The higher education publishing landscape is vastly diverse in India, with a huge population in need of resources for education and skill development. India is one of the very few countries where higher educational institutions continue to shoot up, providing new opportunities for academic publishers.
However what remains a recurrent issue in both digital and traditional media is piracy.
Long payment cycles, increasing discount rates, convoluted supply chains are a common marker of the current situation of the industry.
The symbiotic relationship of this nature of academic publishing has taken on a new form in this time of disruption. The shift in financial priorities has certainly created some sort of ripple effect on the publishing landscape.
The pandemic will certainly not destroy the pre-existing issues of the Indian publishing, but will add more gravitas to the priority we place on them. What is most certainly bound to happen is the resilience of the key player will be tested.
One big aspect of this is ‘copyright protection laws’.
Since extending free resources and concessional access has been a collaborative effort of publishers. It’s time, we think about exercising stringent measures and restrictions to sustain credible publishing.

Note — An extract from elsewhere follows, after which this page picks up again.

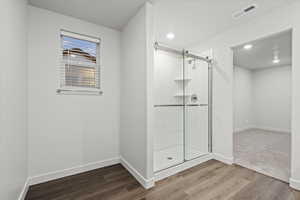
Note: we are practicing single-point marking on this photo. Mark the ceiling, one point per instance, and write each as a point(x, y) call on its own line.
point(111, 13)
point(261, 55)
point(193, 21)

Which is why the same collaborative initiative has to be offered to this avoided arena of copyright protection and awareness, no matter whether that’s online or offline.
Offline publishers are sceptical about the prospect of transiting to online platforms due to the completely free access that online publishers end up giving to their readers.
While tackling these issues, especially in the post-covid-19 world we should tread with a sense of collaboration and agreement to solve them rather than focusing on individualism.
Which requires a certain amount of adjustment, re-invention and re-prioritising our needs as a team and celebrating the whole Indian publishers as a fraternity.